The Ebola outbreak in eastern Democratic Republic of Congo has crossed a deeply troubling threshold. Confirmed cases have reached 1,003, with 254 deaths recorded, according to a statement issued by Congo’s Ministry of Health late Sunday. At least 365 patients remain hospitalised or in isolation. While 100 people have recovered since the outbreak was declared on 15 May, officials are openly acknowledging that the worst is almost certainly still ahead.
The rare Bundibugyo virus causes the outbreak, a strain of Ebola for which there are currently no approved vaccines or treatments. In its first month alone, it became the worst Bundibugyo outbreak ever recorded. More than five weeks in, the disease continues to outpace the response, and officials admit there could be far more cases than the confirmed figures suggest, with the true scale of the outbreak still unknown.
Contact tracing sits at the centre of the response problem. Local authorities have achieved only a 55 percent coverage rate, a figure that reveals just how much of the outbreak’s spread remains invisible to health teams. As of last week, more than 35,000 people identified as having had contact with infected individuals still needed to be traced and monitored. Officials have not yet identified the outbreak’s index case, the original patient from whom the chain of transmission began, leaving a fundamental gap in their understanding of how and when the virus first entered the human population. Africa Centres for Disease Control and Prevention Director-General Dr. Jean Kaseya put it plainly last week: “If you want to control an outbreak, especially an Ebola outbreak, you must know the index case. We don’t have confidence on when this outbreak started.”
The contact tracing shortfall is not simply a logistical failure. It is a direct consequence of the environment in which health teams are operating. Eastern Congo’s Ituri province, where the outbreak is concentrated, is also an active conflict zone. Attacks by the Allied Democratic Force, an armed group backed by the Islamic State, have cut off access to many villages, forcing large numbers of people to flee their homes. Some are sheltering in overcrowded camps. Others are constantly on the move. Both situations are precisely the conditions under which a virus like Ebola spreads most effectively and becomes most difficult to track. The interplay between the outbreak and the conflict is not incidental. It is one of the central reasons the response is struggling.
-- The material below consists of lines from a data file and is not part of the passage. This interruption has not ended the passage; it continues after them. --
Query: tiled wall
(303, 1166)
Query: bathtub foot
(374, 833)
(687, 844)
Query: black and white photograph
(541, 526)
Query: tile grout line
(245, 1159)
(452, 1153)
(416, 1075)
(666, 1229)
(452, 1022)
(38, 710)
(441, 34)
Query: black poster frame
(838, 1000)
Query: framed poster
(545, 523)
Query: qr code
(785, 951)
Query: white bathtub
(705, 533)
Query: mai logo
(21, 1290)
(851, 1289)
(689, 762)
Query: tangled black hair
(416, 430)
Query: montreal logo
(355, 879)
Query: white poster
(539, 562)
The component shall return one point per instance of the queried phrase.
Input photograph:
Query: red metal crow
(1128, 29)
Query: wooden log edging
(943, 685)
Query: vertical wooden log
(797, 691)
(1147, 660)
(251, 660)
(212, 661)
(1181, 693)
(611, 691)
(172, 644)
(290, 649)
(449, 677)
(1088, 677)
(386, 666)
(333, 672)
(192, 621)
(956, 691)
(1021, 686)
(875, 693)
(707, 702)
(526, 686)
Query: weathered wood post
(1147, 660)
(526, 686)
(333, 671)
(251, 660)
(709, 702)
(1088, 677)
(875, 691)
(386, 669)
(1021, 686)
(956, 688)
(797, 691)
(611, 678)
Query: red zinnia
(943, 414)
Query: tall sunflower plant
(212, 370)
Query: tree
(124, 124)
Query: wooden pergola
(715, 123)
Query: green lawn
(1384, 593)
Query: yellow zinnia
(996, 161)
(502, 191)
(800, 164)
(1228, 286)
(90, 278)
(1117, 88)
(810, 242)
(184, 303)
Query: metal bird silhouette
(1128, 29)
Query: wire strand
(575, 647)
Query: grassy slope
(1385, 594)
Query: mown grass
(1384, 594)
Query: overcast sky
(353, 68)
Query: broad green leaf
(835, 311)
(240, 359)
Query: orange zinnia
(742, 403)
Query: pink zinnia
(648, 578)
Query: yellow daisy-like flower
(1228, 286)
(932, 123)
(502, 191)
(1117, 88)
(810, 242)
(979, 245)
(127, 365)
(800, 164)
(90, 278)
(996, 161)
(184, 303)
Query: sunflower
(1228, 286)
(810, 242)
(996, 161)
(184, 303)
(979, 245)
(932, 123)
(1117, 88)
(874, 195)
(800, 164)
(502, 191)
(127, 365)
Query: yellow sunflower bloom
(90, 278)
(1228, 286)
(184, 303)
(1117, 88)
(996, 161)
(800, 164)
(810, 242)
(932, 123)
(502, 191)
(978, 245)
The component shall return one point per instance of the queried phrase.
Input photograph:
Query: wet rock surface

Health workers on the ground face an additional and deeply disturbing challenge: violence from the communities they are trying to protect. Anger over the public health measures imposed to limit transmission has, in some cases, turned physical. Early in the outbreak, a hospital in Rwampara was set on fire by protesters who had been denied access to the bodies of relatives who had died from Ebola. The restriction exists for sound epidemiological reasons: the body of an Ebola victim carries an extremely high viral load and poses a severe transmission risk. But grief does not process public health rationale easily, and the burning of that hospital was a warning that community trust cannot be assumed and must be actively and continuously built.
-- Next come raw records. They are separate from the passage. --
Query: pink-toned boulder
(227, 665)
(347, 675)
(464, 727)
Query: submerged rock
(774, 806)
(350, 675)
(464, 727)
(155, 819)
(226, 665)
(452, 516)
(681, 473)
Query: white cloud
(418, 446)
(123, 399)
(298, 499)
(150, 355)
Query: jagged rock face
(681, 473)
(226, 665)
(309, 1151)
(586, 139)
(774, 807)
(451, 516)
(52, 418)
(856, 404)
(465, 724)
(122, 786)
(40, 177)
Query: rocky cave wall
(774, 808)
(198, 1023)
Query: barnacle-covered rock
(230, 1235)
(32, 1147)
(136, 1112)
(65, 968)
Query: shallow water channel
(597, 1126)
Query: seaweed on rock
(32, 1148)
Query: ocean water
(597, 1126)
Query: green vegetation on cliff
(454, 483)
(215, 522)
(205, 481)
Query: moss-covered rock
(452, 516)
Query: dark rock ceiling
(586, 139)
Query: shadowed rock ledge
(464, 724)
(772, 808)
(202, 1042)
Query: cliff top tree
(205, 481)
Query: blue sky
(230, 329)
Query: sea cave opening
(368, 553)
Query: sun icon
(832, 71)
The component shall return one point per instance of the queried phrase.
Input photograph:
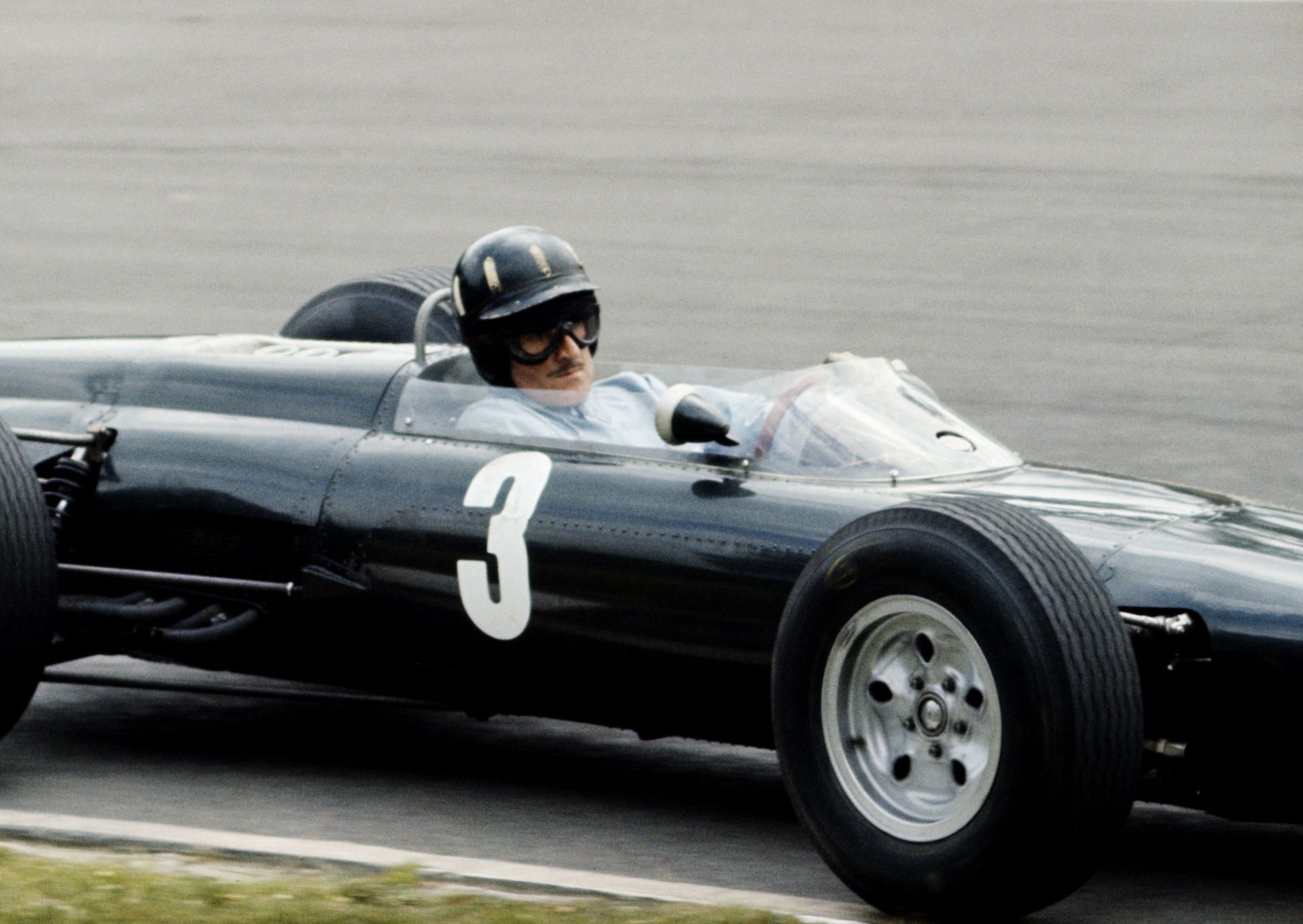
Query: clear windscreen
(863, 420)
(858, 420)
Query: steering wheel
(778, 411)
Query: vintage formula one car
(970, 665)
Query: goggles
(533, 347)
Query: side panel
(654, 588)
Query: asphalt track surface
(1080, 222)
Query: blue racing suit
(619, 410)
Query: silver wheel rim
(911, 718)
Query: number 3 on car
(507, 617)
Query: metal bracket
(96, 442)
(423, 321)
(1177, 625)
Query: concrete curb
(105, 832)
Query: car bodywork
(964, 661)
(657, 577)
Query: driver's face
(562, 379)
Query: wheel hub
(930, 713)
(911, 718)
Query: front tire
(957, 709)
(29, 577)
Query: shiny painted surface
(657, 580)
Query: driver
(528, 313)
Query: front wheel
(29, 577)
(957, 709)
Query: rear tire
(957, 709)
(29, 580)
(375, 309)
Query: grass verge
(41, 891)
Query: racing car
(970, 665)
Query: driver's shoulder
(632, 383)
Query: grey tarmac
(1082, 222)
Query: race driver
(529, 314)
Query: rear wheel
(28, 581)
(377, 309)
(957, 709)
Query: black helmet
(510, 280)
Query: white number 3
(510, 614)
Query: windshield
(861, 419)
(864, 420)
The combination of factors at work in Ituri right now represents one of the most difficult outbreak response environments imaginable. An untreatable virus. No identified index case. A 55 percent contact tracing rate. An active armed conflict blocking access to affected communities. Overcrowded displacement camps amplifying transmission risk. And communities whose distrust of health authorities is, in some cases, translating into direct attacks on the workers trying to contain the spread.
One thousand confirmed cases is a number that demands urgent and sustained international attention. But the figures that matter most right now may be the ones that cannot yet be counted: the cases still undetected, the contacts still untraced, and the communities still unreached. Until those gaps close, the outbreak will continue to move faster than the response. And in eastern Congo today, that gap remains very wide indeed.